Wednesday, June 15, 2011

On (physical) Perfection.

I am that girl you want close to you on your wedding.

I spot every out of place hair and every stray thread. I notice that your arm looks misshapen at just that angle or that particular pose highlights a little bulge. I am also that girl you hate to critique you. I will find every extraneous piece of language, every misspelt word or incorrect grammar. And I will let you know in a bid to help you fix it (since I am incapable of shutting up and I wish people would do the same for me).

This doesn't mean I don't see beauty everywhere I go. I just can immediately highlight ways to make things more perfect at least to the naked eye.
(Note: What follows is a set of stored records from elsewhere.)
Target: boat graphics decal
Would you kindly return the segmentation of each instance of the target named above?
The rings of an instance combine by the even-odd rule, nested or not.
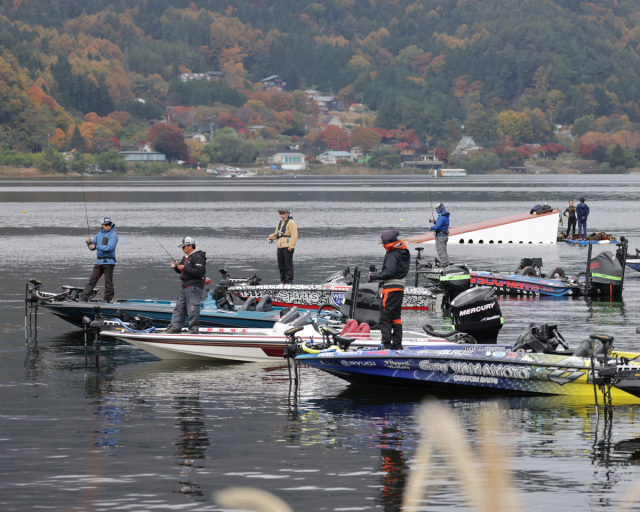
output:
[[[520,295],[573,295],[573,290],[563,284],[551,281],[528,283],[508,277],[489,277],[471,274],[471,286],[492,286],[497,292]]]
[[[247,299],[255,297],[259,299],[265,295],[271,295],[273,302],[283,306],[306,306],[313,308],[322,304],[334,304],[342,306],[346,293],[350,286],[336,285],[260,285],[260,286],[231,286],[229,292]],[[435,301],[435,296],[424,288],[405,288],[402,300],[403,309],[429,309]]]

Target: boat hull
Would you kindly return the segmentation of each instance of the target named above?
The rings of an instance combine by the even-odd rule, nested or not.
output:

Being this way can sometimes be hard. As great as I think I am (call this pompous if you want, but if you don't think you're awesome, you should work on that) I can see every thing about you and me that is not perfect in a very logical and removed way. The sad part of this is the idea that all these things about me need to be fixed before I can be loved (which is daft and ridiculous and was disproved for two and a half years personally).
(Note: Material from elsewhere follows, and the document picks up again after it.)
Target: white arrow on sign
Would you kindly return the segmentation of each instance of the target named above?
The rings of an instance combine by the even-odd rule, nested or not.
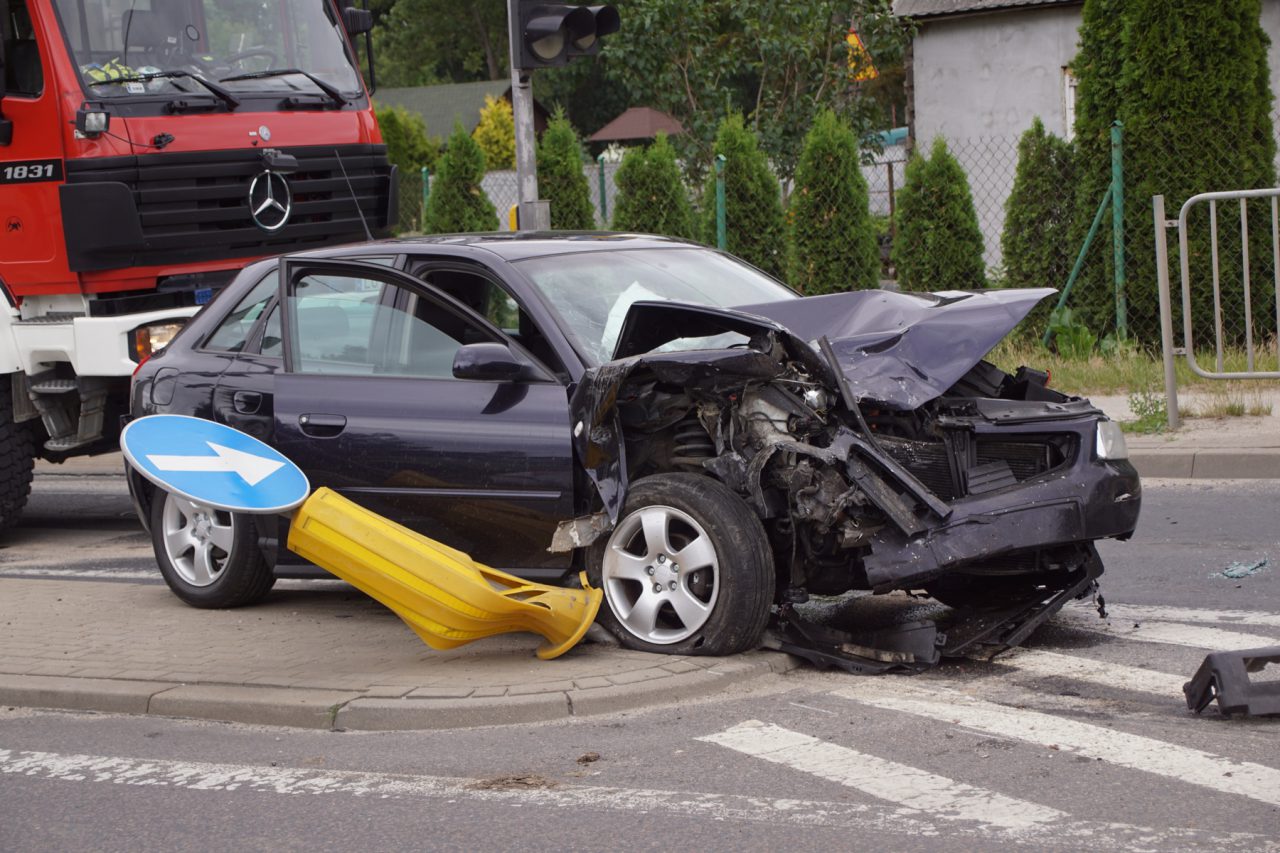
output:
[[[221,444],[207,441],[205,444],[217,456],[148,456],[148,461],[161,471],[210,471],[239,474],[240,479],[250,486],[256,486],[267,477],[284,467],[284,463],[276,459],[254,456],[243,450],[232,450]]]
I've recently been around and seen a lot of pictures of imperfect people being loved perfectly and after I spot everything that could have been fixed, I stop and see that there truly are no conditions to this love.

It's hard to feel beautiful when you see imperfection. And it's hard to believe people when they see beautiful when you see imperfection. But sometimes, you see people seeing beauty in others because love covers a multitude of sins and that makes me hopeful.